First storm of spring aimed at Alpine, Mono counties

J. Marklee Toll Station was still fairly buried on Friday afternoon in Markleeville.

J. Marklee Toll Station was still fairly buried on Friday afternoon in Markleeville.

Forecasters say the brunt of the next storm will be felt in Alpine and Mono counties, still recovering from the last bout of storms.

A winter storm watch has been issued from Monday through Wednesday morning for the length of the Sierra Nevada.

Snow accumulations of 3-9 inches along the Highway 395 corridor with 2-3 feet in the Sierra above 8,500 feet.

Today is forecast to be warm and dry ahead of a front due to arrive on Sunday.

“Simulations have trended toward lower liquid and snow totals for the Sierra, but still enough to lead to Sierra travel impacts as snow levels fall below 6,000 feet. Shadowing and lack of moisture depth will really limit rain or snow totals to Western Nevada,” forecasters said on Saturday morning.

Next week’s storm is expected to strike further south.

“Given the more southern track, there appears there will be a break Monday and Monday night with heaviest snowfall now expected to arrive Tuesday,” said National Weather Service Reno Meteorologist Wendell Hohmann.

Snow levels are expected to drop to near the valley floors in Western Nevada by Tuesday.

Because snow levels will be so low, there will be less chance of flooding as a result of the storm.

The Humboldt-Toiyabe National Forest is warning winter recreationists that conditions are right for avalanches and flooding on National Forest System lands in Nevada and eastern California due to recent rain-on-snow events and warmer temperatures.

“When rainfall coincide with seasonal snow cover, the runoff of water can be much greater than what is produced from rain or snowmelt alone,” explained Forest Supervisor Bill Dunkelberger. “Also, the snowpack becomes heavier and more unstable, which increases the likelihood of an avalanche occurring.”

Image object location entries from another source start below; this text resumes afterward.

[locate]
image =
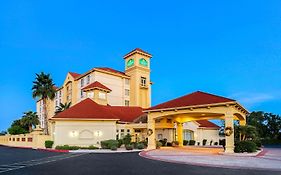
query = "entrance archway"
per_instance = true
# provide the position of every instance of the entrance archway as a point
(197, 106)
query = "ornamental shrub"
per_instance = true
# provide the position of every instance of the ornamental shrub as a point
(129, 147)
(107, 144)
(175, 143)
(140, 146)
(185, 142)
(127, 139)
(204, 142)
(245, 146)
(158, 144)
(192, 142)
(113, 148)
(49, 144)
(67, 147)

Highway 89 is closed east of the Carson River Resort in Alpine County due to a slide. On Friday, the resort was open and accessible from Markleeville, but there are some serious cracks in the highway;

No estimated time to reopen the road has been issued by the California Department of Transportation.

Alpine supervisors met on Tuesday to ratify the local state of emergency declared on March 12.

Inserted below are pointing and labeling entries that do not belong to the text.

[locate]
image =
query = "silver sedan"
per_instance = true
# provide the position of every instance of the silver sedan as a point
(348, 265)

Alpine opened a warming shelter on Tuesday at the Behavioral Health Services building through at least Friday.

As of Saturday morning, Highway 395 was closed from Lee Vining to Highway 167 north of Mono Lake.

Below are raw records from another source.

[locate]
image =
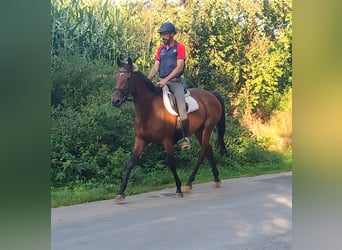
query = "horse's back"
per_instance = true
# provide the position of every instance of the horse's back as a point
(206, 99)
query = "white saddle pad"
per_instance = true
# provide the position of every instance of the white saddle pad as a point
(192, 103)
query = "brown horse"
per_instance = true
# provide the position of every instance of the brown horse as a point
(154, 124)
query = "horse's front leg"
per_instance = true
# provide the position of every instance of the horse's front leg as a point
(170, 153)
(139, 146)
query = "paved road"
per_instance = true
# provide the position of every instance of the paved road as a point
(245, 213)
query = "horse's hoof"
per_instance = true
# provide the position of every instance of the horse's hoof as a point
(187, 188)
(120, 197)
(178, 195)
(216, 184)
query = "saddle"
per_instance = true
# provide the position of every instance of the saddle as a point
(170, 102)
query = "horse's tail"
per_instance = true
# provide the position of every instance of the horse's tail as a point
(221, 126)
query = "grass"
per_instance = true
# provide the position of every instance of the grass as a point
(87, 192)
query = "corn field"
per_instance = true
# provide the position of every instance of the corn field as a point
(240, 48)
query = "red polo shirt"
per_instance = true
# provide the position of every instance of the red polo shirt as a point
(180, 50)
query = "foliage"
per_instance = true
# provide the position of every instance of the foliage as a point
(241, 49)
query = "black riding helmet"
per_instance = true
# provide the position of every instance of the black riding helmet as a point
(167, 28)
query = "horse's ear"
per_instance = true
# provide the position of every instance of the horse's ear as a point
(120, 64)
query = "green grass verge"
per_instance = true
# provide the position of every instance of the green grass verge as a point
(87, 192)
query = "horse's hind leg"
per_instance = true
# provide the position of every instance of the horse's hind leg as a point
(210, 157)
(203, 139)
(139, 146)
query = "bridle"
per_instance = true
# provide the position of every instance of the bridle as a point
(127, 90)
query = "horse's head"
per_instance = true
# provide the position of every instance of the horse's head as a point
(124, 81)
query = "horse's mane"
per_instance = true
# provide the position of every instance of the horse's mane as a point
(149, 83)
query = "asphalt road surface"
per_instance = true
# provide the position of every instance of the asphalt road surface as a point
(253, 213)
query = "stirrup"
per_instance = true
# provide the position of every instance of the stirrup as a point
(185, 143)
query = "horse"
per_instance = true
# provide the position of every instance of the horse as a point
(154, 124)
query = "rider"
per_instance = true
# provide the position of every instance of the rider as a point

Mammoth Lakes has issued an evacuation warning for snow damaged properties that pose a potential threat to life and property,” according to spokesman Justin Caporusso. “Several structures throughout the Town of Mammoth Lakes have failed over the past few days, and the threat to public safety is high.”

There have been widespread avalanches in Mono County, Caporusso reported on Friday evening.

“Snow, flooding, debris flows and erosion continue to impact most major roadways in Inyo and Mono counties,” he said.

CalTrans is conducting aerial avalanche mitigation so crews on the ground can safely clear highways.

The danger from snow slides isn’t limited to the mountains.

“The threat of snow sliding off roofs will increase over the next few days as temperatures warm,” he said. “Residents are urged to always be alert if walking under a roof or overhanging awing with snow or ice.

Mono is on the list of California counties that have been declared a federal disaster area.

Highway 395 has been closed in at least one place through Mono County for the past two weeks.

Mono County is gathering information from residents and businesses that have experienced through a damage survey.